The key to what makes Terminator: Dark Fate work (when it works, which isn’t all the time) is Linda Hamilton. The saga of Sarah Connor and her son John has been depicted in some form or another for just over 35 years, but with the unavoidable truth that the people who occupy those roles aren’t always the same. Hamilton hasn’t been in a Terminator film properly since the pre-apocalyptic spectacular T2: Judgment Day, and her return as Sarah in Dark Fate is where the film is at its strongest. For a film that is dead-set on talking about the future, its best elements live in the past.
Forget all that you know about the Terminator films that were released between 1991’s Judgment Day and now. (Considering the quality of those films, I’m sure that was an easy task to undertake.) In Dark Fate, we quickly learn that Sarah and John did indeed prevent the apocalypse at the hands of the crafty AI known as Skynet. But that doesn’t mean the future isn’t screwed up, as we learn when the action shifts to Mexico City after a CG-heavy prologue full of…well, let’s say that there’s a lot of de-aging technology on display in the opening moments. The friendly and unassuming Dani Ramos (Natalia Reyes) is, one day at her job at an automotive plant, beset upon by two travelers from the future. One is Grace (Mackenzie Davis), an “augmented” human sent to protect her; the other is the Rev9 (Gabriel Luna), a new form of Terminator sent to destroy her. Soon enough, Dani and Grace cross paths with Sarah, and eventually, they face down a Terminator played by the inimitable Arnold Schwarzenegger.

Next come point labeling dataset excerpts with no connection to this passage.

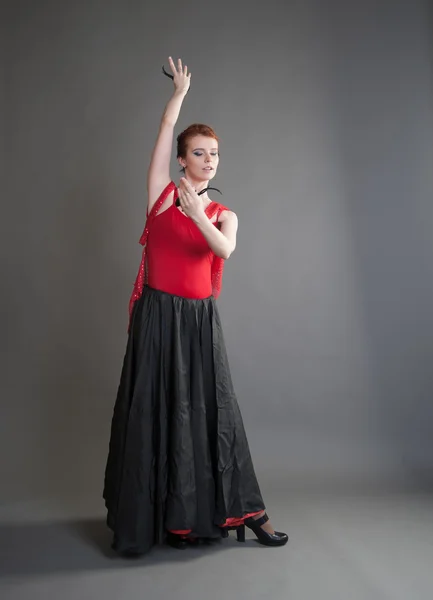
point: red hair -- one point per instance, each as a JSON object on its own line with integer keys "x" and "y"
{"x": 191, "y": 131}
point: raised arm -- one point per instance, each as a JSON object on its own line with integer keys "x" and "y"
{"x": 158, "y": 175}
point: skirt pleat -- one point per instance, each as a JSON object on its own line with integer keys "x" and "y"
{"x": 178, "y": 455}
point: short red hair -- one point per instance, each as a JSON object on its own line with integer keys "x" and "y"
{"x": 192, "y": 131}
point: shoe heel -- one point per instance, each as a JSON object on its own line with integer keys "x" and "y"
{"x": 240, "y": 533}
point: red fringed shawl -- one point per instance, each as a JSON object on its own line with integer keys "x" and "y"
{"x": 141, "y": 279}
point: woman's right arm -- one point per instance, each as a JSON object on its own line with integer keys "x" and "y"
{"x": 158, "y": 175}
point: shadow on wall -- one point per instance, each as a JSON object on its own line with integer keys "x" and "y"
{"x": 79, "y": 372}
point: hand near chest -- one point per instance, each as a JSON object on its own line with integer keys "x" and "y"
{"x": 191, "y": 203}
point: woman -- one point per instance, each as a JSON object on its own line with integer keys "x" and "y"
{"x": 179, "y": 467}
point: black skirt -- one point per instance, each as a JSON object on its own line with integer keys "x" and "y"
{"x": 178, "y": 455}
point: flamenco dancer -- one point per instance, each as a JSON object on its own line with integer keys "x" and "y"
{"x": 179, "y": 469}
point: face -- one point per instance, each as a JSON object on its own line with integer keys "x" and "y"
{"x": 202, "y": 158}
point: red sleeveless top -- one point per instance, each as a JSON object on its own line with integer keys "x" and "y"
{"x": 176, "y": 256}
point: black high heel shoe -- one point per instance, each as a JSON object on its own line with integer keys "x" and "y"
{"x": 267, "y": 539}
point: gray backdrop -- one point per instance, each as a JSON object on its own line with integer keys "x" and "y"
{"x": 324, "y": 110}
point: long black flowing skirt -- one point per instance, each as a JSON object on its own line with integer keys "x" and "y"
{"x": 178, "y": 455}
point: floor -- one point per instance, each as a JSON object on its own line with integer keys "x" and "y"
{"x": 371, "y": 546}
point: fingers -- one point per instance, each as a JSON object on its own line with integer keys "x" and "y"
{"x": 172, "y": 67}
{"x": 180, "y": 69}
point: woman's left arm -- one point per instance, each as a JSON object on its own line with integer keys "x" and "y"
{"x": 223, "y": 242}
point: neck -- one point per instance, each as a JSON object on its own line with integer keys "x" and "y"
{"x": 199, "y": 185}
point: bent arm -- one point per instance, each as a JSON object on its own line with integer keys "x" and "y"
{"x": 223, "y": 242}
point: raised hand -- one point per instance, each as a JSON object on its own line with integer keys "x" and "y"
{"x": 181, "y": 77}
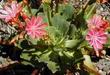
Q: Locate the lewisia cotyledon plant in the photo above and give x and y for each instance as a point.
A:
(36, 28)
(9, 12)
(96, 33)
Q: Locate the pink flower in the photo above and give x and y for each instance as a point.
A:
(35, 27)
(96, 38)
(97, 22)
(10, 11)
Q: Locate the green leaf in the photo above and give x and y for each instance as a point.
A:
(71, 43)
(45, 57)
(61, 24)
(89, 65)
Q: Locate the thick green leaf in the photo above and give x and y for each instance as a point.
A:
(71, 43)
(61, 24)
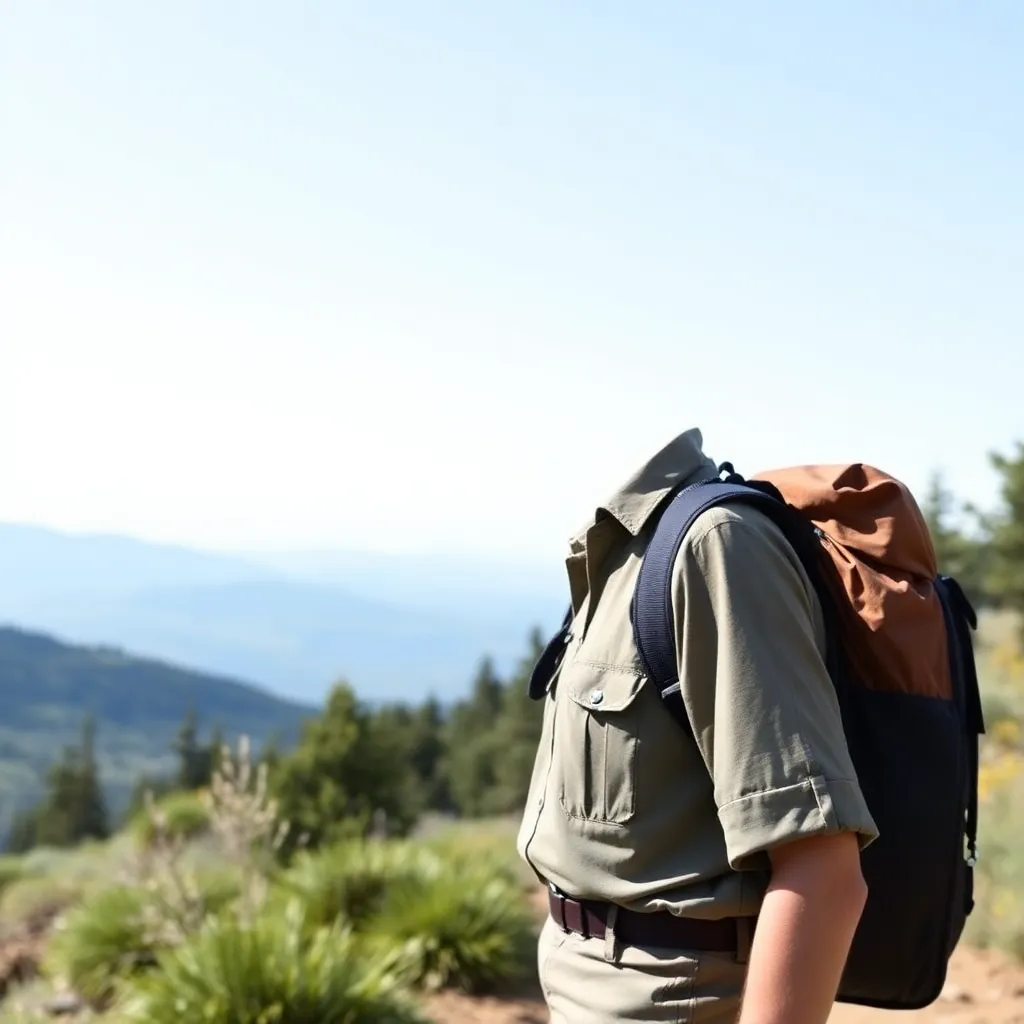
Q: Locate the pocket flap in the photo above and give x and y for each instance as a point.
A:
(603, 688)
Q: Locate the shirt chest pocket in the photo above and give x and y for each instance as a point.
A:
(597, 732)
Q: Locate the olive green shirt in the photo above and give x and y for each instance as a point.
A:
(626, 806)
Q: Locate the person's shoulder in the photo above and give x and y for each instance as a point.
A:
(734, 523)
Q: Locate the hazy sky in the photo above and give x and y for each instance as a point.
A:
(432, 274)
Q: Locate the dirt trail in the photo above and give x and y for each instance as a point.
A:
(983, 988)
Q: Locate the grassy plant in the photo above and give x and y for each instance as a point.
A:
(350, 881)
(268, 971)
(468, 931)
(183, 815)
(103, 939)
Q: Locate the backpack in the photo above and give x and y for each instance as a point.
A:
(900, 656)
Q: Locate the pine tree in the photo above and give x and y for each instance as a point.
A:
(1006, 577)
(958, 554)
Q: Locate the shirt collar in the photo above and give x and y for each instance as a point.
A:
(681, 462)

The basic setup of Dark Fate — there are two visitors from the future, one here to help an innocent babe in the woods and the other here to destroy, with a tough-as-nails heroine helping along — is reminiscent enough of Judgment Day that it’s hard to think about anything else in some sequences. The first major action setpiece, in which Grace saves Dani and her brother, driving them through Mexico City as the Rev9 pursues them in a large construction vehicle, calls to mind the scene in T2 when Schwarzenegger’s Terminator saves a young John while the T-1000 chases them down through the freeways of Los Angeles.
Director Tim Miller, best known for his work on the subversive superhero movie Deadpool, brings a moderate amount of life and energy to this early sequence, even as it quails in the shadow of James Cameron’s excellent action choreography and staging. That, in essence, is as good as this movie gets: it’s decent enough in the moment, while never being remotely able to stand apart from what Cameron, who produced the new film and is one of five people credited with the story, brought to the original films.
Of the new cast, it’s Mackenzie Davis who stands out most of all as Grace, who’s not actually a Terminator but might as well be thanks to some kind of futuristic augmentation that makes her closer to a superhuman than an unstoppable robotic killing machine. Davis cuts a similarly tough figure to Hamilton, while also tossing off enough frustrated and sarcastic one-liners so as to make Grace something more than a humorless cipher. Reyes isn’t so lucky – though Dani is meant to be very important, for reasons that would constitute spoilers here, the character is largely uninspired.
Really, the whole show here belongs to Hamilton and Schwarzenegger. (In a perfect world, by the way, I wouldn’t be telling you about Arnold Schwarzenegger in this review, because his presence would be a surprise. But the ad campaign has gone out of its way to let you know he’s there, which is a baffling decision.) As the studio logos roll in Dark Fate, we see clips of the video of Sarah in the mental institution, describing how “your world’s gonna end!”, and once we see the older Sarah, she’s just as intense and visceral. Hamilton’s return is a welcome boost to a franchise that’s been repeating the same themes for a while. And Schwarzenegger is once again a thrilling blend of taciturn and dryly comic (or, as his Terminator describes himself with not an ounce of irony, “extremely funny”).
Terminator: Dark Fate is technically, as a few other critics have stated, the best film of the franchise since T2: Judgment Day. But it’s worth thinking about how that comment is both true and a potential way to damn with faint praise. Yes, Dark Fate is indeed better…than Rise of the Machines or Salvation or Genisys. It’s a low bar to clear, but this film does clear it. The problem is that this movie only clears that bar while retooling and remixing the themes of Judgment Day, with its hyper-updated bad guy, its blend of live-action and CG effects in action sequences (though here, honestly, a good deal of the CG is very cartoony and elastic). The best parts of this movie are its older stars, which is all well and good but implies that the true Dark Fate is that any sequel can’t hope to live up to what came before.